Carbon Steel Plate did not squarely address the question before the court in this case. That is, no argument was made that the scope language was ambiguous because of the absence of the words "actual" or "nominal." Indeed, Carbon Steel Plate did not involve a dispute over the meaning of the scope language in the order at issue at all. To the contrary, that determination involved the petitioners' request to amend the scope of the order. Furthermore, the determination was based, at least in part, on the finding that no amendment to the order was needed because there was no evidence anyone was trying to circumvent the order. See Carbon Steel Plate Memo at 3.
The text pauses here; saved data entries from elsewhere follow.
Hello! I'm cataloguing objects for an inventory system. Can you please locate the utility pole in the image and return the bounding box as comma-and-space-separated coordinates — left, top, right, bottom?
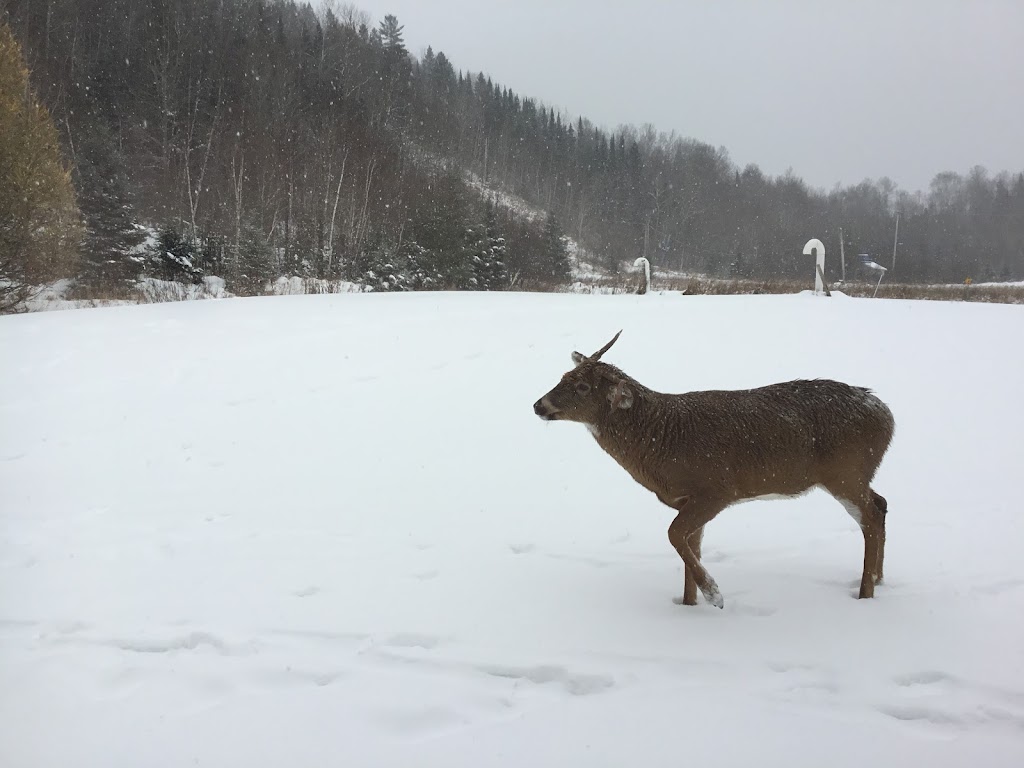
839, 226, 846, 283
892, 211, 899, 269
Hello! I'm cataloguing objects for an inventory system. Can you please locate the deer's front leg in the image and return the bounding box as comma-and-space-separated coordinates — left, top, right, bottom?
669, 498, 725, 608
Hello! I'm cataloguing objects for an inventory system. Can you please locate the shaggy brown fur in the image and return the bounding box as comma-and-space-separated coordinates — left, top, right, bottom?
534, 332, 894, 607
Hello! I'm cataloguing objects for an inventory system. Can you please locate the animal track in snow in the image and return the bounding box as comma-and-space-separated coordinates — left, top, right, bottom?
895, 670, 952, 688
479, 665, 615, 696
972, 579, 1024, 595
376, 632, 441, 650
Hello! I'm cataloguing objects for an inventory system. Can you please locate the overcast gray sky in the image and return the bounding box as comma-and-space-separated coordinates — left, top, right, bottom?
352, 0, 1024, 190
Here, Commerce has made an independent determination concerning the scope of its Orders on SSPC, based on the record before it in this proceeding, and upon the precise question of whether ambiguity arises from the presence or absence of the words "nominal" and "actual." So long as that conclusion is supported by substantial evidence in the record, rulings in other proceedings do not dictate a contrary result. "The primary source in making a scope ruling is the antidumping order being applied (and the prior scope determinations applying that order), not necessarily the scope rulings made in unrelated antidumping orders." Walgreen Co. Of Deerfield, Il. v. United States, 620 F.3d 1350, 1356 (Fed. Cir. 2010). That the Department's result in this case may not be consistent with its conclusions in Carbon Steel Plate, which resolved a different issue based on a different administrative record, is not a sufficient basis to find that its decision here is unreasonable. See Nakornthai Strip Mill Pub. Co. Ltd. v. United States, 32 CIT ___, ___, 587 F. Supp. 2d 1303, 1307 (2008) ("Commerce . . . may adapt its views and practices to the particular circumstances of the case at hand, so long as the agency's decisions are explained and supported by substantial evidence on the record.").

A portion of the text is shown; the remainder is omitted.